Cánovas del Castillo pretendía un retorno de la monarquía pacífico y sin intervención del Ejército, creía que era necesario acabar con los pronunciamientos para acceder al poder, y que una monarquía basada en el bipartidismo acabaría con esto.

El 1 de diciembre de 1874 Alfonso XII firma el Manifiesto de Sandhurst, en el que se compromete a una monarquía constitucional, liberal, en el que se incorporarían algunos logros políticos del Sexenio. Pero se adelantaron algunos militares monárquicos y se produjo el pronunciamiento del general Martínez Campos el 29 de diciembre de 1874.

Aunque el procedimiento no gustó a Cánovas, lo aceptó, formó un gabinete de regencia y comunicó a Alfonso XII, entonces en París, su proclamación como Rey.

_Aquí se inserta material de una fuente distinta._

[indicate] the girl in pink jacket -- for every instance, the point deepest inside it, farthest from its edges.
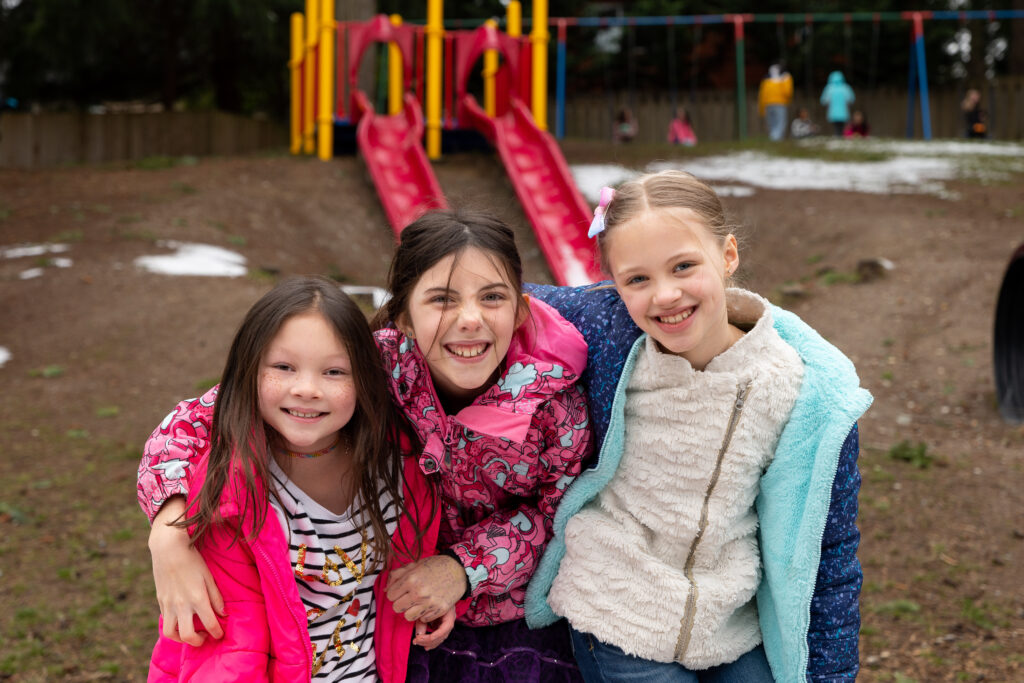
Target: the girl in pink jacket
(487, 380)
(298, 500)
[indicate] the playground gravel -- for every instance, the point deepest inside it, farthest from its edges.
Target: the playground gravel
(96, 348)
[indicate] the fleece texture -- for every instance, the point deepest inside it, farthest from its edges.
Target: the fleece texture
(624, 578)
(807, 507)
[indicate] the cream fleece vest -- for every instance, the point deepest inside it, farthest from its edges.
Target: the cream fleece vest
(665, 561)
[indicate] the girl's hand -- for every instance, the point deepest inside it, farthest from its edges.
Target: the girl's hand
(430, 635)
(427, 589)
(184, 586)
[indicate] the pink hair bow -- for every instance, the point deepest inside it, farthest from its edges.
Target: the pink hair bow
(597, 225)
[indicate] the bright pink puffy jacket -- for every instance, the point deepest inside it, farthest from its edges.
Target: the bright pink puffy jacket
(265, 636)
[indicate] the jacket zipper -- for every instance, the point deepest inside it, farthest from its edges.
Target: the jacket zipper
(686, 624)
(301, 626)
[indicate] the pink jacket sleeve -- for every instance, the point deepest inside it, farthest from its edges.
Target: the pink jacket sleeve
(502, 551)
(171, 452)
(244, 652)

OPOSICIÓN POLÍTICA AL RÉGIMEN:

En noviembre de 1885 muere el rey, se hace cargo de la regencia su mujer, Mª Cristina de Habsburgo, que esperaba un hijo, y como ejemplo de consolidación del régimen, Sagasta se hace cargo del gobierno y firma con Cánovas el llamado “Pacto del Pardo´´, en el cual aparecen las “reglas´´ de la alternancia (aceptar el relevo y no echar por tierra la labor del gobierno anterior). Durante el Parlamento Largo de Sagasta se legisló la libertad de expresión, de asociación, el sufragio universal, aunque sin modificarse el sistema político y la estructura socioeconómica -ni reforma agraria, ni mejoras laborales, ni erradicación del analfabetismo-. En 1895 estalla la guerra de Cuba, y ante la gravedad de la situación, Cánovas es llamado para formar gobierno. Aunque el turno pacífico continúa, comienza a entrar en crisis a finales de siglo cuando empiezan a tener fuerza los partidos ajenos al turno – nacionalismo catalán y el PSOE sobre todo-.
Los partidos que están fuera del sistema canovista por no aceptar sus bases eran:

A) Republicanos:

durante estos años los distintos grupos republicanos continúan desunidos, unos son unitarios y otros federalistas, unos defienden la participación electoral y otros la vía revolucionaria. Esta situación y el ejemplo de la 1ª República hacen que se queden con escaso apoyo social. Sin embargo, aceptan la participación política y tienen alguna representación en las Cortes.

B) Carlistas:

Tras su derrota militar en 1876 van perdiendo apoyo social, aunque un sector importante se integra en el partido de Cánovas a través de la Unión Católica.
2.3. Nacionalismos:


En la segunda mitad del siglo XIX se desarrollan en Europa los movimientos nacionalistas (el nacionalismo defiende el hecho de pertenecer y crear un estado por tener rasgos comunes en lengua, historia, cultura…), y así se forman Italia, Alemania y otros. En España, hasta la Restauración, la reivindicación nacionalista o foralista se había canalizado a través del republicanismo federal o el carlismo. Pero estas corrientes se debilitan y surgen los movimientos nacionalistas, sobre todo en Cataluña y País Vasco, donde había un sentimiento nacional cimentado en una diferenciación lingüística, y una burguesía donde prende el sentimiento nacionalista.